発音を教えてくれたのはレイスだったが、本を読むために必要な文字や意味を教えてくれたのはディルクだった。
ディルクの家には、沢山の国々の魔法書や文献があり、ディルクに読み聞かせてもらっていたものだ。
だが、読み聞かせられている事に、子供扱いされているように感じ、ディルクに教えを請い必死になって言葉を覚えていった。
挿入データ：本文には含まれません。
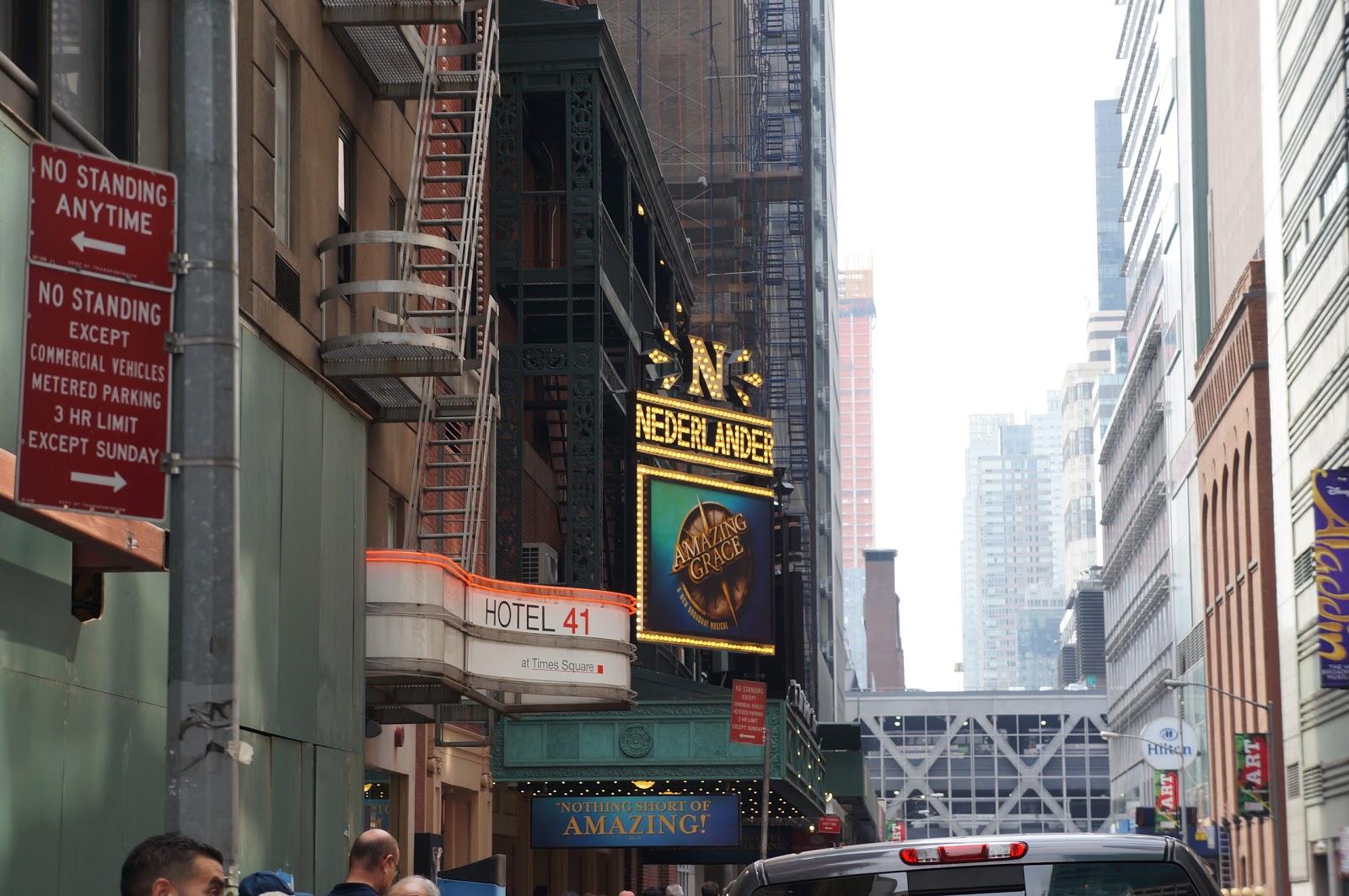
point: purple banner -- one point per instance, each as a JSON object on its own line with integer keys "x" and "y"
{"x": 1330, "y": 500}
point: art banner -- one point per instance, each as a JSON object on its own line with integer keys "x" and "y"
{"x": 1252, "y": 775}
{"x": 1169, "y": 799}
{"x": 1330, "y": 554}
{"x": 634, "y": 821}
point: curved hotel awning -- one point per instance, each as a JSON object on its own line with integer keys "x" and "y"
{"x": 665, "y": 747}
{"x": 436, "y": 633}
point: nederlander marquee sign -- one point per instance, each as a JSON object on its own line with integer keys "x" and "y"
{"x": 705, "y": 545}
{"x": 696, "y": 433}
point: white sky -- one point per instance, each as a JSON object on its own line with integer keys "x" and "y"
{"x": 966, "y": 173}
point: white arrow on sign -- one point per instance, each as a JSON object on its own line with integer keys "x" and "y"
{"x": 88, "y": 242}
{"x": 114, "y": 482}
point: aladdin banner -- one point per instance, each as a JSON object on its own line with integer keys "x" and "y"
{"x": 705, "y": 566}
{"x": 1252, "y": 775}
{"x": 1169, "y": 799}
{"x": 1330, "y": 507}
{"x": 634, "y": 821}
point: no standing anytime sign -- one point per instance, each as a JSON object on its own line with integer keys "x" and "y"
{"x": 94, "y": 399}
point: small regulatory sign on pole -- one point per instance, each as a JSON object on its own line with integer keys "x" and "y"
{"x": 94, "y": 413}
{"x": 748, "y": 706}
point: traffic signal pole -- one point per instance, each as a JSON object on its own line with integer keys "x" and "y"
{"x": 202, "y": 745}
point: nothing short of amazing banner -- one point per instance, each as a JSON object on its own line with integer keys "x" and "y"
{"x": 634, "y": 821}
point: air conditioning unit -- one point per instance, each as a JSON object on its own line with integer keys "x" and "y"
{"x": 539, "y": 563}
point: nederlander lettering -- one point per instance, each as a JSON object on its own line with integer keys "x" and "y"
{"x": 705, "y": 433}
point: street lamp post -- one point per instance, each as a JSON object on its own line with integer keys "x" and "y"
{"x": 1178, "y": 750}
{"x": 1275, "y": 761}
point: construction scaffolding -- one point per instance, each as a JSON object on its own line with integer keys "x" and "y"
{"x": 780, "y": 233}
{"x": 722, "y": 92}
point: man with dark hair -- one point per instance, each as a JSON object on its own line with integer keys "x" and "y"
{"x": 371, "y": 865}
{"x": 173, "y": 865}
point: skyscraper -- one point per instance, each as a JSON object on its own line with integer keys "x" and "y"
{"x": 1012, "y": 552}
{"x": 1078, "y": 413}
{"x": 1147, "y": 455}
{"x": 1110, "y": 201}
{"x": 857, "y": 316}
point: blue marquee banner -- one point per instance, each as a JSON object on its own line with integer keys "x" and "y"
{"x": 634, "y": 821}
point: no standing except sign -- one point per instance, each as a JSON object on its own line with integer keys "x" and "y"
{"x": 94, "y": 399}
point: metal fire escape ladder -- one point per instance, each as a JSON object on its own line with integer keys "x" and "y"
{"x": 458, "y": 415}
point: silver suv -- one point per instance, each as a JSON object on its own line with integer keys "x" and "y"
{"x": 1004, "y": 865}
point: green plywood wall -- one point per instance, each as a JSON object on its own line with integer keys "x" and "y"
{"x": 83, "y": 706}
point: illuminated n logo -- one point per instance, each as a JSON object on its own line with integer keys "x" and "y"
{"x": 707, "y": 370}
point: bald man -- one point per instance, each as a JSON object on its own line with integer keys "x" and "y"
{"x": 371, "y": 865}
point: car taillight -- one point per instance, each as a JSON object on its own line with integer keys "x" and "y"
{"x": 961, "y": 853}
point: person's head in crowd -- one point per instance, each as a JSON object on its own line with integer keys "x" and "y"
{"x": 173, "y": 865}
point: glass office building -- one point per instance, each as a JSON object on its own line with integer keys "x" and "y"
{"x": 988, "y": 763}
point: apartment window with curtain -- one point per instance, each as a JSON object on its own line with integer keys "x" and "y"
{"x": 282, "y": 145}
{"x": 94, "y": 62}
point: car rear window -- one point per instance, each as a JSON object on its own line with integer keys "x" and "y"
{"x": 1004, "y": 878}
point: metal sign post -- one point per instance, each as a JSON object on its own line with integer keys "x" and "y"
{"x": 204, "y": 748}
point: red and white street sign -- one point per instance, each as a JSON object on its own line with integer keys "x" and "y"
{"x": 94, "y": 413}
{"x": 101, "y": 216}
{"x": 749, "y": 702}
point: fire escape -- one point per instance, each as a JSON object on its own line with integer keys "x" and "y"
{"x": 429, "y": 354}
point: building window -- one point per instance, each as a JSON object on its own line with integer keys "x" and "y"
{"x": 282, "y": 145}
{"x": 346, "y": 199}
{"x": 94, "y": 62}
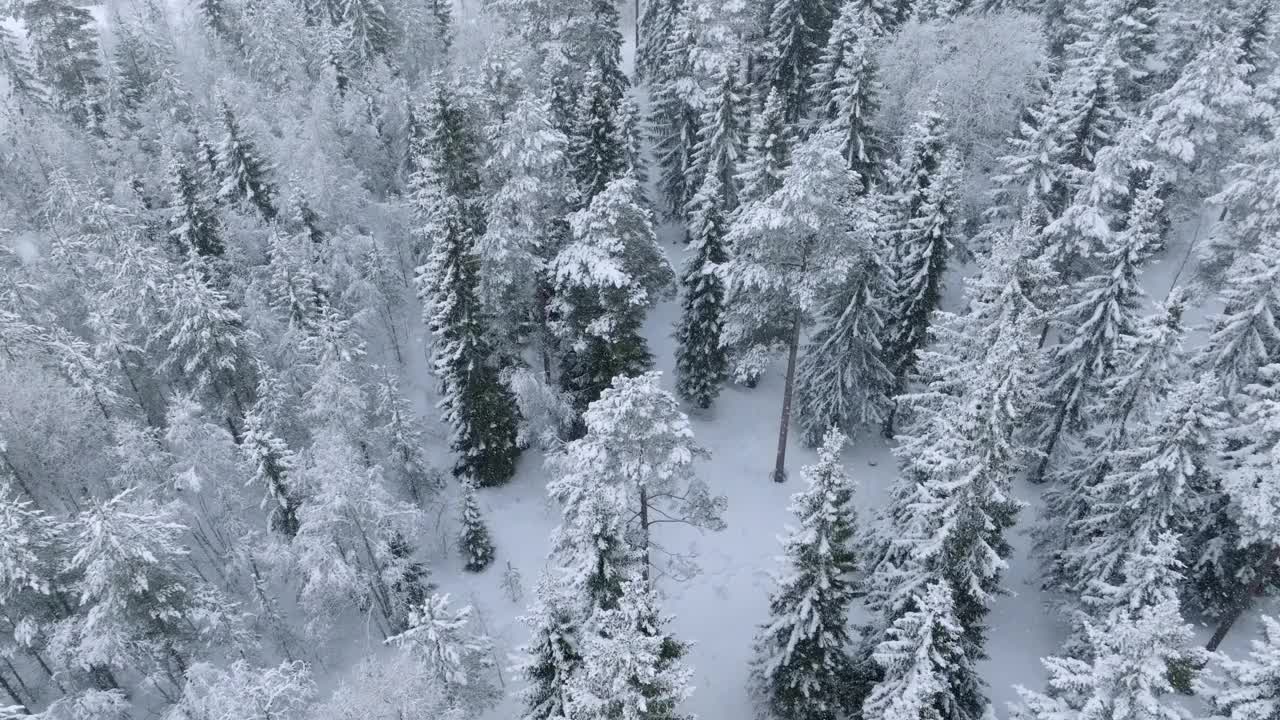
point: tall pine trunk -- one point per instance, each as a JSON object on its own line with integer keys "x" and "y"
{"x": 780, "y": 468}
{"x": 1242, "y": 602}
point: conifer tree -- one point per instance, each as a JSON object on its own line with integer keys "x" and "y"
{"x": 451, "y": 156}
{"x": 846, "y": 90}
{"x": 1095, "y": 329}
{"x": 1242, "y": 559}
{"x": 676, "y": 118}
{"x": 475, "y": 543}
{"x": 841, "y": 377}
{"x": 17, "y": 68}
{"x": 1246, "y": 336}
{"x": 1159, "y": 483}
{"x": 702, "y": 360}
{"x": 604, "y": 281}
{"x": 193, "y": 227}
{"x": 598, "y": 146}
{"x": 243, "y": 172}
{"x": 1249, "y": 688}
{"x": 631, "y": 668}
{"x": 803, "y": 652}
{"x": 798, "y": 32}
{"x": 551, "y": 657}
{"x": 768, "y": 153}
{"x": 272, "y": 464}
{"x": 720, "y": 150}
{"x": 654, "y": 37}
{"x": 787, "y": 249}
{"x": 926, "y": 670}
{"x": 525, "y": 224}
{"x": 1130, "y": 664}
{"x": 922, "y": 224}
{"x": 640, "y": 446}
{"x": 67, "y": 57}
{"x": 479, "y": 408}
{"x": 1130, "y": 400}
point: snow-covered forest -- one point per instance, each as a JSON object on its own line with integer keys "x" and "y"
{"x": 639, "y": 360}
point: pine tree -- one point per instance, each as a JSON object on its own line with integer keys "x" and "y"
{"x": 656, "y": 24}
{"x": 702, "y": 360}
{"x": 272, "y": 464}
{"x": 768, "y": 153}
{"x": 551, "y": 657}
{"x": 1246, "y": 336}
{"x": 195, "y": 222}
{"x": 67, "y": 57}
{"x": 475, "y": 543}
{"x": 1249, "y": 688}
{"x": 922, "y": 224}
{"x": 631, "y": 669}
{"x": 640, "y": 446}
{"x": 841, "y": 377}
{"x": 720, "y": 150}
{"x": 17, "y": 68}
{"x": 846, "y": 90}
{"x": 451, "y": 156}
{"x": 1095, "y": 329}
{"x": 243, "y": 172}
{"x": 1130, "y": 399}
{"x": 1157, "y": 483}
{"x": 525, "y": 224}
{"x": 926, "y": 671}
{"x": 457, "y": 660}
{"x": 787, "y": 247}
{"x": 476, "y": 404}
{"x": 803, "y": 652}
{"x": 798, "y": 31}
{"x": 676, "y": 118}
{"x": 597, "y": 144}
{"x": 1132, "y": 662}
{"x": 604, "y": 281}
きっとディルクに取ったら、子供のお守りに自分の読書の時間を邪魔されて鬱陶しいと思っていたかもしれない。
だが、そんな素振りなど一切見せず、いつも温かく迎え入れてくれていた。
オブライン家から追い出されるようにして始まった新しい生活に、中々居場所を見つけられずにいたユイに一時の安住を与えてくれた人。
「元気かな、ディルク兄様………」
恐らくもう会えないのだろうと思っていた。
だが、会えないと思っていたフィリエルにも再会することが出来た。
ならば、きっとディルクに会える日も来るかもしれない。
きっと話していたエルと婚約したと知ったら、ディルクは驚くだろう。
そんな事を思いながら、疲れた心身を癒すように、いつの間にか眠りに就いていた。